2020 saw an overnight shift to home-based working, but where were these accommodations when disabled people were asking for them?
For decades disabled and chronically sick people have been requesting the ability to work and study from home, allowing us to take part in employment and education without sacrificing our health.
Surely that’s not too much to ask for?
But apparently it was. Disabled people were told it would cost too much, there wasn’t the funding, there wasn’t the staff power. Simply put, it wasn’t possible. And yet then it was, overnight, with no prior warning or time to find these elusive resources required. It had to be done and so it was.
For many, remote working is seen as restrictive and isolating. I’m not doubting that it can be on an individual level, but for others it can be a vital lifeline. Not everyone can work from home, and not everyone wants to, but not everyone has the flexibility of other options.
The key here is options. People deserve options. Now more than ever.
If you’re used to an office-based environment then I can see why home working could seem lonely, where you miss out on casual conversation with colleagues and informal networking. Teamwork might seem stagnated, communication deemed more difficult and processes made more complex. And yet it needn’t be that way.
Advancements in technology mean communication and a sense of community can be forged over screens; just look to how the housebound use social media to battle isolation. Deep, meaningful and vibrant conversations can and do happen online. Is there reason to think corporate conversations should be a different story?
If your company culture doesn’t translate online, and the system doesn’t work when people start working from home, then maybe it never really worked in the way you might have thought. Perhaps an overhaul is needed, a shift towards a more inclusive practise, and that doesn’t have to be a daunting prospect.
Growth is good.
Remote working can help, amongst others, people with disabilities, mental health issues or caring responsibilities. It helps employers expand their pool of potential employees to these people, which in turn will ensure the work the company produces will be more inclusive and representative.
We have insight to offer. We have skills and talent and experiences that hold value. We can help. Accommodations don’t drain resources; they help us add to them. It’s a two-way street, and I’m not after a favour.
Remote working helps local economies, spreading out wealth around the country. It benefits smaller independent businesses and local communities. It can help people’s wellbeing with less time spent commuting and more time for rest and relaxation. Remote working can help the environment with lower emissions.
However it isn’t a one-size-fits-all solution, and for many I’m sure it’s been inherently stressful over the last two years. On an individual basis home-based working isn’t suitable for every one, every role and every industry. But on a corporate culture level, why shouldn’t it be?
Is an office-first approach really necessary? Who does it exclude? Why are we scrambling to go back? I’m willing to bet many issues with current remote-working have a lot more to do with the current climate we find ourselves working through, and not necessarily where our desk sits.
For many with chronic illnesses and disabilities, continuously hearing “this is an office-based position” is yet another door slammed in our face. For many reasons. Heading into the new year, if you're at all involved in recruitment, please question this phrase. Need it be?

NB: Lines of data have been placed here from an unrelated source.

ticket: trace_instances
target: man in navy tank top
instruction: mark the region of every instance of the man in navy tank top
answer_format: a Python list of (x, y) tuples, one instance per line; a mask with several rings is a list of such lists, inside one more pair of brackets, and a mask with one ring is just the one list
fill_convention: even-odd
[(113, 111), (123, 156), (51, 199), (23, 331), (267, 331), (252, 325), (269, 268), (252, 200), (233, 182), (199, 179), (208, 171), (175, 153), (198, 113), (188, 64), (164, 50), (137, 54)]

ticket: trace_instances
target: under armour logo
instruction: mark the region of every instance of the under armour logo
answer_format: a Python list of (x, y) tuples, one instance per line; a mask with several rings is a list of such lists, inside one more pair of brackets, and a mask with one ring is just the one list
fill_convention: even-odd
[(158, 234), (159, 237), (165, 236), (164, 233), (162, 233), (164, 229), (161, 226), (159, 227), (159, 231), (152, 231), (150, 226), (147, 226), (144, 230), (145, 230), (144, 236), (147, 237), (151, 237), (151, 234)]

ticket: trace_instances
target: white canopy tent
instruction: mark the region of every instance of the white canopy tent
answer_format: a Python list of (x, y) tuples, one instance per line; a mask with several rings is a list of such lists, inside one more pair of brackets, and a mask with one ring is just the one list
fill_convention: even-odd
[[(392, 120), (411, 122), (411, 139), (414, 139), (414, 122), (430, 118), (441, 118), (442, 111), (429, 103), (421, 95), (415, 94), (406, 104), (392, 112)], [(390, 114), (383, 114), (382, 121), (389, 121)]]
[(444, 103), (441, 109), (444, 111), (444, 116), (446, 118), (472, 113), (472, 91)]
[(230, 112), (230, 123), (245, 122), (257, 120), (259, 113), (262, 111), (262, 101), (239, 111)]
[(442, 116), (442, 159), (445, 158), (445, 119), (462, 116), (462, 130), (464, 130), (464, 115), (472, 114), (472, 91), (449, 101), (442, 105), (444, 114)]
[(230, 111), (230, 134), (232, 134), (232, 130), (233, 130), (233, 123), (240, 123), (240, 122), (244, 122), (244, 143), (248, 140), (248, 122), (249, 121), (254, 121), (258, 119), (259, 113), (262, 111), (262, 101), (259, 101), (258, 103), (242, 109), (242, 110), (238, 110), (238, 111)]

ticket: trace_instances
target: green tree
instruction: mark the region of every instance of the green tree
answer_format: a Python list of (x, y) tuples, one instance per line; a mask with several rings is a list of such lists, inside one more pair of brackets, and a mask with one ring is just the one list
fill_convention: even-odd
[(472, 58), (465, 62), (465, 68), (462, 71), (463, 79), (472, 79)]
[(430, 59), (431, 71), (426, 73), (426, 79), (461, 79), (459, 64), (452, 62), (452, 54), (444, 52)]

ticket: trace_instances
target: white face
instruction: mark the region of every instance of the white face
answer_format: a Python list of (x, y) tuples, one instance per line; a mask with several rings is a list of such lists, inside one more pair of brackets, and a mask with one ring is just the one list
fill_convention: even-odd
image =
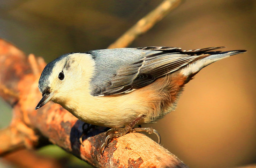
[(62, 105), (89, 91), (94, 62), (88, 54), (71, 54), (57, 62), (49, 77), (52, 100)]

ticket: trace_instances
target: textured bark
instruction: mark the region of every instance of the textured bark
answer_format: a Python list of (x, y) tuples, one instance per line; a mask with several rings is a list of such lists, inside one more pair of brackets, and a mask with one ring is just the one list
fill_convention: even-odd
[[(99, 148), (105, 128), (96, 127), (79, 142), (83, 123), (60, 105), (48, 103), (37, 111), (42, 97), (38, 80), (45, 65), (43, 59), (27, 57), (11, 44), (0, 40), (0, 96), (13, 108), (9, 127), (0, 132), (0, 154), (22, 147), (35, 148), (49, 141), (97, 167), (181, 167), (185, 166), (166, 149), (143, 134), (128, 133)], [(96, 110), (97, 110), (96, 109)]]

For many, offices often aren’t accessible. But they could and should be. Remote working cannot be used as an unjust reason to deny other reasonable adjustments. Many disabled people can, and want to, work in office with the right accommodations in place. These people cannot be side-lined.
But neither can those that need or want to be based from home. For many positions, throughout many industries, it can and does work. If only we would let it.